Now the tools are critical, do not get me wrong. Let me talk to you about one of my favorite hangouts, Home Depot. Now I am not a natural craftsman, far fromm it. And buying every power tool in Home Depot is not going to make me build shelves that do not dip, walls that do not slump, plumbing that does not leak– it is the craft that makes a home project succeed. But what Home Depot does right is embodied by their key asset, all those people there in the orange aprons. They can not only help you use the tools, but they have practice and knowledge in the art of building, repairing, and share it freely and with encouragement. I have been talked out of being expensive parts, referred to specialty stoires, given new ideas to fix things I would have never thought of…

So yes, buy the tools, use the tools, but in education, we need much more of that orange apron stuff- it embodies the just in time, gands on learning we all need ot become better tool users.

3. Dilbert’s Boss
Now I want to mention Dilbert’s poiny haired boss. You may have seen the cartoon where the pointy haired boss (is he here today?) instructed his assistant to print out all his emails so he could read them. Why do I bring him up? It is because I see on a daily basis the manifestation of our organization that continues to think and act in a print mindset, despite our feint recognition that we are serving a digital organization.

I see it at our printer when I see all kinds of printed emails. I see paper forms that have to be filled out by hand, some even with carbon, rather than digital versions. I see an organization that accepts email as the means of communication, but fritters time with HTML formatted messages or sending simple things like meeting agendas as attached Word documents when plain text would do just fine.

It is Negroponte’s distinction of bits versus atoms.

So my challenge to you this day forward it to think, act digital. Not everything has to be electronic (I still prefer my crumpled morning newspaper laid out on a table). But we need to step up and participate actively in this digital time, not shiver timidly on the sidelines. If you are struggling with how to do this, any of you with teen age children at home has live-in experts. You have in your student body a corp of programming, graphic, technical expertise that could rival a large university.

Had anyone noticed the number of sessions at this conference on digital video? I was at one yesterday and the room was packed.

The web did not take off and dominate the educational technology because of some grand plan, or strategic action– it did it because people found very personal and useful ways to use the technology, buth on the job and at home. Think Amazon.com, on-line travel planning, your grandmother emailing, digital cameras becoming main stream… the personal angle is very important, and is why you should be coming mindful to new things such as weblogs, RSS, wikis, etc.
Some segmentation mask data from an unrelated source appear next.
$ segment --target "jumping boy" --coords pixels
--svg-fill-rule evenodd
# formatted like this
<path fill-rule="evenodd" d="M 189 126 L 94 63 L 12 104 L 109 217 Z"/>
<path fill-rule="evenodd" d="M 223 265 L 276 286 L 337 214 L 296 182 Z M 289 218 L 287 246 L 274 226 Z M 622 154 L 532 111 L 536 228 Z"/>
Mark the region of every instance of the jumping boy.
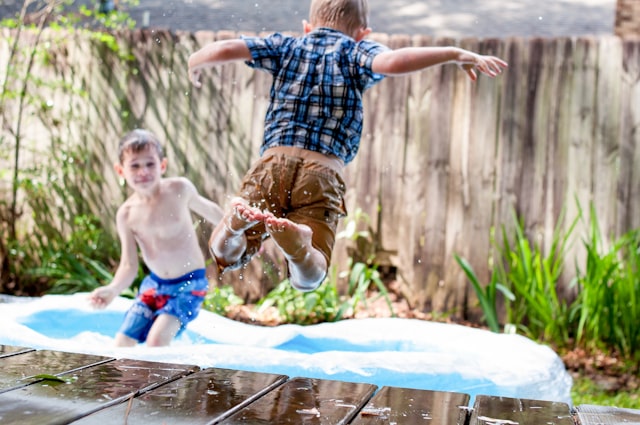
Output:
<path fill-rule="evenodd" d="M 246 61 L 273 76 L 260 159 L 214 229 L 210 249 L 218 267 L 249 261 L 272 237 L 301 291 L 317 288 L 331 260 L 338 220 L 346 214 L 343 168 L 362 132 L 362 94 L 385 76 L 453 63 L 475 81 L 497 76 L 506 62 L 458 47 L 391 50 L 365 39 L 367 0 L 312 0 L 304 35 L 275 33 L 210 43 L 189 58 L 189 78 Z"/>
<path fill-rule="evenodd" d="M 138 274 L 140 249 L 151 270 L 125 315 L 115 342 L 133 346 L 169 345 L 196 318 L 209 282 L 191 212 L 213 225 L 223 216 L 214 202 L 200 196 L 184 177 L 162 177 L 167 158 L 154 134 L 134 130 L 120 140 L 116 173 L 133 194 L 118 208 L 116 225 L 121 244 L 120 264 L 113 281 L 95 289 L 89 300 L 106 307 Z"/>

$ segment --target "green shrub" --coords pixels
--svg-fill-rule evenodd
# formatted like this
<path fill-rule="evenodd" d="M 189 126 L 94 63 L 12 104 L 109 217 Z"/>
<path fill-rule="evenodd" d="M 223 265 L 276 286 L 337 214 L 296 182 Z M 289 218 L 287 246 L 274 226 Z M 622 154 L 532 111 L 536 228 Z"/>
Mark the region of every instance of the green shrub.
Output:
<path fill-rule="evenodd" d="M 576 343 L 613 347 L 627 358 L 640 348 L 640 231 L 631 230 L 607 248 L 591 210 L 585 269 L 576 268 Z"/>
<path fill-rule="evenodd" d="M 298 291 L 289 284 L 288 279 L 283 280 L 258 302 L 258 311 L 275 307 L 284 323 L 311 325 L 335 322 L 343 319 L 348 313 L 353 314 L 360 304 L 366 308 L 367 295 L 373 285 L 378 296 L 386 298 L 391 315 L 395 316 L 389 293 L 375 266 L 360 262 L 353 264 L 353 260 L 350 260 L 349 264 L 350 268 L 346 272 L 346 295 L 339 294 L 338 272 L 335 267 L 331 267 L 325 281 L 314 291 Z"/>
<path fill-rule="evenodd" d="M 498 281 L 514 295 L 505 302 L 507 322 L 532 339 L 556 346 L 566 346 L 570 340 L 570 309 L 558 296 L 558 283 L 570 236 L 578 223 L 576 218 L 565 232 L 562 218 L 554 229 L 549 252 L 544 253 L 539 244 L 530 242 L 522 220 L 514 215 L 513 239 L 509 240 L 503 227 L 495 261 Z"/>
<path fill-rule="evenodd" d="M 309 292 L 298 291 L 285 279 L 258 302 L 258 312 L 269 307 L 277 309 L 283 323 L 311 325 L 340 320 L 347 306 L 331 279 Z"/>
<path fill-rule="evenodd" d="M 75 217 L 73 230 L 66 238 L 59 234 L 45 238 L 40 234 L 36 239 L 32 248 L 38 247 L 39 253 L 34 255 L 38 255 L 40 264 L 26 268 L 24 273 L 31 279 L 47 282 L 45 292 L 89 292 L 113 279 L 111 270 L 115 264 L 111 259 L 119 256 L 118 244 L 97 218 Z M 135 286 L 139 285 L 139 279 Z"/>
<path fill-rule="evenodd" d="M 496 244 L 491 280 L 479 282 L 463 258 L 456 261 L 478 296 L 489 328 L 498 332 L 498 297 L 504 297 L 506 322 L 531 339 L 553 344 L 556 349 L 617 351 L 627 360 L 639 359 L 640 348 L 640 229 L 631 230 L 608 246 L 600 233 L 595 209 L 590 212 L 584 270 L 576 266 L 572 282 L 575 300 L 558 296 L 570 236 L 583 217 L 577 217 L 566 232 L 556 227 L 548 253 L 531 244 L 522 221 L 515 221 L 513 238 L 503 227 L 502 242 Z M 562 223 L 562 219 L 559 220 Z M 578 262 L 576 262 L 578 264 Z"/>
<path fill-rule="evenodd" d="M 224 316 L 232 305 L 242 305 L 244 301 L 233 291 L 233 286 L 222 285 L 209 289 L 204 298 L 202 308 Z"/>

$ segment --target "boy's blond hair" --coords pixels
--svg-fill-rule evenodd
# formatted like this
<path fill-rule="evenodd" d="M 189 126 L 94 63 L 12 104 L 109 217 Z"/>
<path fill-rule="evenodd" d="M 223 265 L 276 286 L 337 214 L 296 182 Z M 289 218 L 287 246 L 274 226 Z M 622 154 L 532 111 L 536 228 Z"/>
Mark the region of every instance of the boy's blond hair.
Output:
<path fill-rule="evenodd" d="M 124 154 L 127 152 L 141 152 L 148 147 L 156 150 L 160 159 L 164 158 L 164 151 L 160 141 L 150 131 L 136 129 L 125 134 L 118 144 L 118 159 L 120 163 L 124 161 Z"/>
<path fill-rule="evenodd" d="M 311 0 L 309 20 L 350 35 L 369 26 L 368 15 L 367 0 Z"/>

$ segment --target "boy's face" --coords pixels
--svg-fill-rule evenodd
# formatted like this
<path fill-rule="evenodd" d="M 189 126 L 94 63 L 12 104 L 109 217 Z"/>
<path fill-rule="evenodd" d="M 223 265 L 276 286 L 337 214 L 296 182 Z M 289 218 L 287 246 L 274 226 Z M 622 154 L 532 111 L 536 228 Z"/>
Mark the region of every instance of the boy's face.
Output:
<path fill-rule="evenodd" d="M 139 152 L 126 151 L 123 156 L 122 163 L 115 164 L 114 168 L 135 191 L 155 188 L 167 169 L 167 159 L 160 159 L 151 145 Z"/>

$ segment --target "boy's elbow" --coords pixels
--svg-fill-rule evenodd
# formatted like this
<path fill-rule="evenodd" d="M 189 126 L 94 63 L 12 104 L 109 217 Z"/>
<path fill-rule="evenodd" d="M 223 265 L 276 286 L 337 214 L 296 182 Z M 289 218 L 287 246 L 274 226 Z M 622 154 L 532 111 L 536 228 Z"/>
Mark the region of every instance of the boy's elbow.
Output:
<path fill-rule="evenodd" d="M 249 48 L 243 40 L 224 40 L 216 43 L 215 47 L 211 52 L 214 61 L 224 63 L 251 59 Z"/>
<path fill-rule="evenodd" d="M 389 60 L 384 53 L 373 58 L 371 70 L 376 74 L 389 75 Z"/>
<path fill-rule="evenodd" d="M 373 59 L 371 70 L 381 75 L 401 75 L 406 74 L 403 63 L 396 56 L 381 53 Z"/>

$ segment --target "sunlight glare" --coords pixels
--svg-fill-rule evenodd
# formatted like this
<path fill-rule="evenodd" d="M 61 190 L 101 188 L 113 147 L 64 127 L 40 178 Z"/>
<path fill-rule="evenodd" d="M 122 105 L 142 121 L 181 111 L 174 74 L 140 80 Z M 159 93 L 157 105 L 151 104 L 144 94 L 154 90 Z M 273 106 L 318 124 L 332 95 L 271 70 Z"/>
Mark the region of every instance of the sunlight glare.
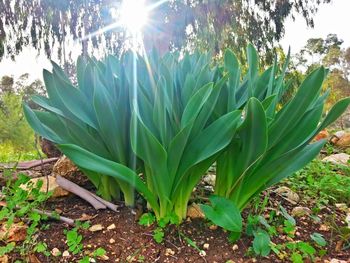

So this is how you can take on the challenge– find a personal reason to do somthing digital. Research your geneology online. Go to blogger.com and set up a weblog. Set up a home wireless network. Take your digital camera pictures and create a DVD photo album. Take a digital storytelling class and learn the beauty of video editing.

I am encouraging you to tap into the creative aspects of technology, put aside the powerpoint presentations, the spreadsheets of enrollement analyses– and use the right side of your brain. This is where you will get into the craft of the tools and where you will find a way to put dents into Sturgeon’s Law.

Go create, and set up opportunities for faculty and staff in your system to participate.

I did this without props, and I am not sure what the reaction was– the group looked a bit deer in the headlights and was either under caffienated or missed my innuendos.

Oh well, I had fun. And I got a cool trinket- a cell phone charger that runs off the USB port of my laptop!